C'est maintenant qu'il faut donner un coup d'arrêt à l'offensive lancée par le gouvernement et le patronat, et c'est tous ensemble, car elle vise tout le monde du travail. Elle vise les travailleurs du secteur privé comme ceux du secteur public. Elle vise aussi tout autant les travailleurs bénéficiant d'un régime de retraite spécial, comme les cheminots ou l'EDF, même si le gouvernement de Chirac-Raffarin a préféré dissocier leur cas.
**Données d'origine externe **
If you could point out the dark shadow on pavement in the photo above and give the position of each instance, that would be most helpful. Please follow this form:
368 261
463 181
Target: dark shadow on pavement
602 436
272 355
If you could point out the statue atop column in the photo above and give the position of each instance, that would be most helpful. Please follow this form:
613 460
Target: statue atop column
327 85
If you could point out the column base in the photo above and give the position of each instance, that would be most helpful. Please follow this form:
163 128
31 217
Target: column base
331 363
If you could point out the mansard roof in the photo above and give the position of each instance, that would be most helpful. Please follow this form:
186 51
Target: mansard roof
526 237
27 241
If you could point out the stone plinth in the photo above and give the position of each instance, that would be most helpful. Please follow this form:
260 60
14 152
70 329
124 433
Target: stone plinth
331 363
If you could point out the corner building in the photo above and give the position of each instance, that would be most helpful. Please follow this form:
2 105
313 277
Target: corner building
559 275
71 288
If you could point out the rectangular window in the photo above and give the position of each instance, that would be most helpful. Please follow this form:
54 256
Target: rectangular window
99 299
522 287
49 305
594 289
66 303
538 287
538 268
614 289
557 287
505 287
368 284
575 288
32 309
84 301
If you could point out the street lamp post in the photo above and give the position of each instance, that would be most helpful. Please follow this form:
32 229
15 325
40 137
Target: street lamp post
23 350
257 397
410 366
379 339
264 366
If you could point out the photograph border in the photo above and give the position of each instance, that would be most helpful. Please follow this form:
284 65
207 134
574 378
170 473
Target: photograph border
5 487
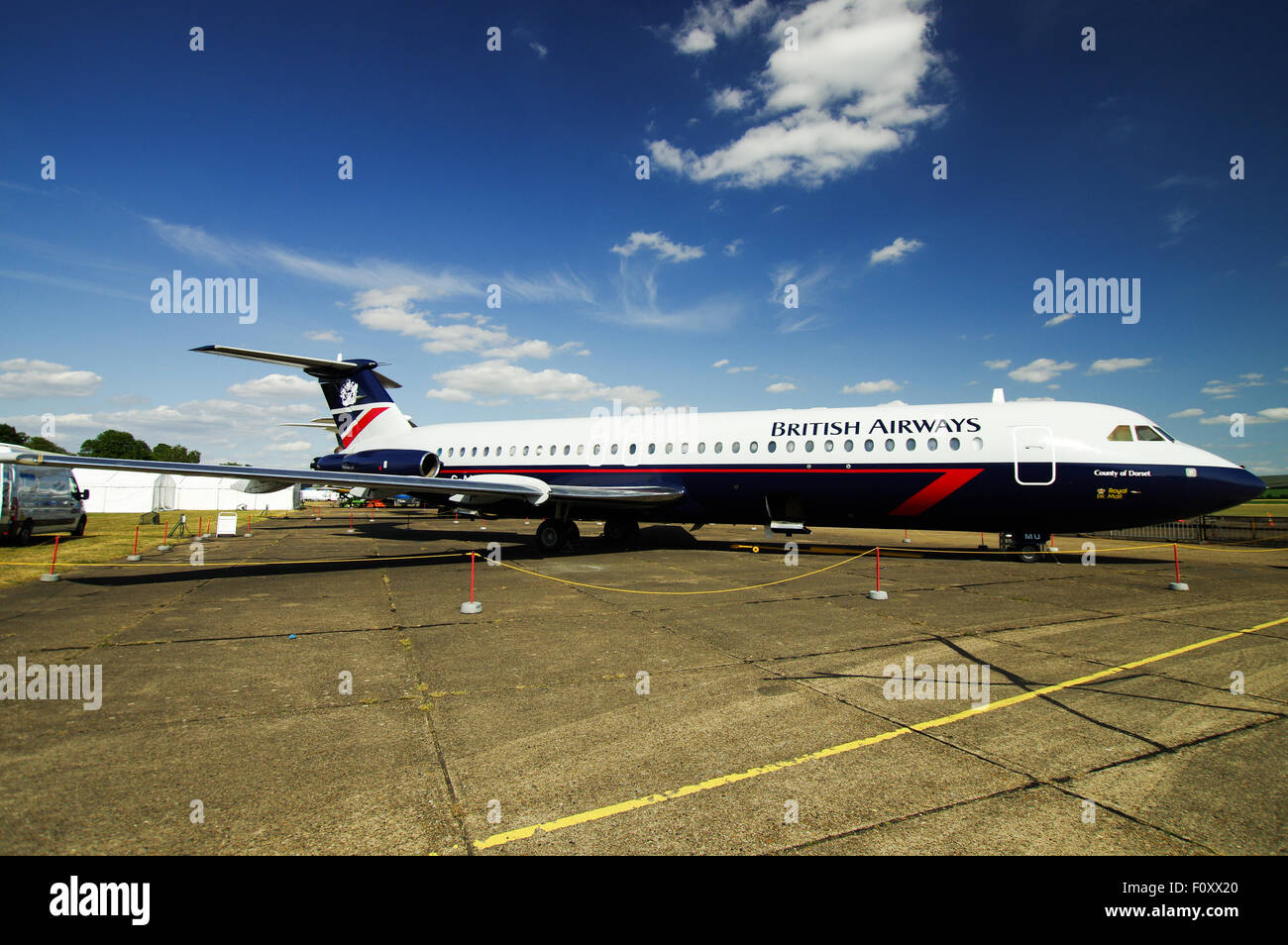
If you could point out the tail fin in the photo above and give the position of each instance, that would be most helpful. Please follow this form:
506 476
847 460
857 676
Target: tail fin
353 389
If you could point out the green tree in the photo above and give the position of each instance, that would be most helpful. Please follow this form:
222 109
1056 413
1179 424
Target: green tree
8 434
44 446
163 452
116 445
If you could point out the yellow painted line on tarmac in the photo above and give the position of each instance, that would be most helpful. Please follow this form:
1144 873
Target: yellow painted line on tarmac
497 840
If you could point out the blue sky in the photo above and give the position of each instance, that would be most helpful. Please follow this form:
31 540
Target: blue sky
769 166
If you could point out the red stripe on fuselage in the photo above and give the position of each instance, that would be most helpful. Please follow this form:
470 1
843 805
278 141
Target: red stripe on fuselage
938 490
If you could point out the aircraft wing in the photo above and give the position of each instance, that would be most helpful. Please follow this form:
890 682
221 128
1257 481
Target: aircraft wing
468 489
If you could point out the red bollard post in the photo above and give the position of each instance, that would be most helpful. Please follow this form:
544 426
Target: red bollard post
1176 559
472 606
879 593
51 576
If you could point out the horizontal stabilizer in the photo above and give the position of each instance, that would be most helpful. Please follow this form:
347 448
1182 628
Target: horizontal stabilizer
320 365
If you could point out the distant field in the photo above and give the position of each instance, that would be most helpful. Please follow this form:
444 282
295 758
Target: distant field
1262 506
107 537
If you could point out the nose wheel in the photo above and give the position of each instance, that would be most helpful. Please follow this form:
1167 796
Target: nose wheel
554 535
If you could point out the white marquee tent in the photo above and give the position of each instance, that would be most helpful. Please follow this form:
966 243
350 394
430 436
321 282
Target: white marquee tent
146 492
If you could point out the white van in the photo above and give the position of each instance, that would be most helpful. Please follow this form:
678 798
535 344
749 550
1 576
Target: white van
38 499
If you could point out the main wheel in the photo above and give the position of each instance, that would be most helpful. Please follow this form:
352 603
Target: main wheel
552 535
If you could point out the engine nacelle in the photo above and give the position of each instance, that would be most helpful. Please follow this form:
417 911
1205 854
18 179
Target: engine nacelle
394 463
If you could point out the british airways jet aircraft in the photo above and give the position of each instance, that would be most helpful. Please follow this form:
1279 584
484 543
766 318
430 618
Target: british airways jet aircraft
1021 469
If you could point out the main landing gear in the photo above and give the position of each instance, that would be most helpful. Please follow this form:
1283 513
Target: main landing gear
1030 545
553 535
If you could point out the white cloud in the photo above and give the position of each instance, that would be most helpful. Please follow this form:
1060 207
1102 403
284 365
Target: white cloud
498 378
274 386
728 99
849 91
665 249
1041 370
1248 419
708 21
896 252
1109 365
872 386
24 377
391 309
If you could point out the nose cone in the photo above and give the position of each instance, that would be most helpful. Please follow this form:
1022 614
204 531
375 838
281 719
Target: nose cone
1232 486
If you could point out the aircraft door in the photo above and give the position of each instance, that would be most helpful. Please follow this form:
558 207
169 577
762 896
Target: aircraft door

Il tente ainsi de diviser, mais c'est pour mieux s'en prendre à ces travailleurs plus tard quand il aura réussi à les isoler et à les présenter comme des "privilégiés". Eux aussi doivent réagir dès maintenant, avec tous les autres, comme beaucoup l'ont fait en participant aux manifestations du 13 mai, voire en poursuivant le mouvement au lendemain de celles-ci.
Il ne suffira évidemment pas d'une seule journée d'action pour faire reculer Chirac et Raffarin. Les directions syndicales ont beau parler "d'épreuve de force", elles ne sont pas forcément déterminées à faire reculer le gouvernement. Celui-ci compte se servir de cette situation, en faisant semblant d'accepter de discuter avec les syndicats, pour faire passer malgré tout ses mesures, et cela dans les jours qui viennent.
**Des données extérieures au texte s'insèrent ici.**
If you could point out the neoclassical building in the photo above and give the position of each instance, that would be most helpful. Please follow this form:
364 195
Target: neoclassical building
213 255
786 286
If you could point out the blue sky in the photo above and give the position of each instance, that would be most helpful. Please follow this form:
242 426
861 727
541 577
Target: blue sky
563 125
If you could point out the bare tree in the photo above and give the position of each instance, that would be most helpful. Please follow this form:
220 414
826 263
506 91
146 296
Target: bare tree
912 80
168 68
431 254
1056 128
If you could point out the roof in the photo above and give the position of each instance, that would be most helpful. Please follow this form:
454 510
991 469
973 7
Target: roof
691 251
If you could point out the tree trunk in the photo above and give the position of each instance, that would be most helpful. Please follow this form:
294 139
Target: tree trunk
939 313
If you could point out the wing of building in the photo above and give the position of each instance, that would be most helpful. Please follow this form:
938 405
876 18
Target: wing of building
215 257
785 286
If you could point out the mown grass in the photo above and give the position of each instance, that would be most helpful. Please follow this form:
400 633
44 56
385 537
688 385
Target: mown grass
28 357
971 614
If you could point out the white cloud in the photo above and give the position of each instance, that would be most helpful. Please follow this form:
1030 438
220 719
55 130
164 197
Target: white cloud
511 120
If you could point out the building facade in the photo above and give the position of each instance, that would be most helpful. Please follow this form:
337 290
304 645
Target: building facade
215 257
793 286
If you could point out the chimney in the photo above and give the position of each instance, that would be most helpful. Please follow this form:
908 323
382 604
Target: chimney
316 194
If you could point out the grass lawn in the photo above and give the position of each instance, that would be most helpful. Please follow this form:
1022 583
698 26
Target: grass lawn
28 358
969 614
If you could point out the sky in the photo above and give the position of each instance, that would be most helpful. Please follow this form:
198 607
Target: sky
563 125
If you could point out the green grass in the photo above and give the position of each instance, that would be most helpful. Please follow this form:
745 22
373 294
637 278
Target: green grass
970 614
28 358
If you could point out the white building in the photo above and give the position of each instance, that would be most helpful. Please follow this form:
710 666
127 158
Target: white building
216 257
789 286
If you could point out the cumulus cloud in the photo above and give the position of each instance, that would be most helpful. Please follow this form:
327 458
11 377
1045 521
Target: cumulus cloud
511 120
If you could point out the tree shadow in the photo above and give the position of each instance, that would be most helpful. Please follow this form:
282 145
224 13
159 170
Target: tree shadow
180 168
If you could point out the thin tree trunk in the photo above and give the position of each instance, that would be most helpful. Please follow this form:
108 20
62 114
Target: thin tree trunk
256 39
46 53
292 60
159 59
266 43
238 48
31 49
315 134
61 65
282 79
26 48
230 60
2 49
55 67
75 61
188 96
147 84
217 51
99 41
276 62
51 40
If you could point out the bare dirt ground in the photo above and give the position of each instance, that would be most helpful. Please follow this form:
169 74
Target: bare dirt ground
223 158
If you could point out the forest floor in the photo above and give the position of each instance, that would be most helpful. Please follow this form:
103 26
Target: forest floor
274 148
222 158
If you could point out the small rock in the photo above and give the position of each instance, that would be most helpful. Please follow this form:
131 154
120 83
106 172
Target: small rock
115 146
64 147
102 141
Alors c'est dans les jours qui viennent qu'il faut aussi contraindre le gouvernement et le patronat à ravaler leur sale projet, et cela est possible. Avec le succès de la journée du 13 mai, les travailleurs ont pu mesurer leur nombre et la force qu'ils représentent dans le pays. Maintenant il faut développer partout la mobilisation, les manifestations, les grèves, et cette force peut alors faire suffisamment peur au gouvernement pour le faire reculer.
La journée réussie du 13 mai est un encouragement pour tous ceux qui veulent développer la lutte. Elle peut être le point de départ d'un véritable mouvement d'ensemble des travailleurs. "Tous ensemble, tous ensemble, grève", disait le slogan du mouvement de novembre-décembre 1995 qui avait obligé le gouvernement Juppé à retirer son plan. Il faut obliger de la même façon Chirac, Raffarin, et derrière eux le patronat, à remballer toutes leurs attaques.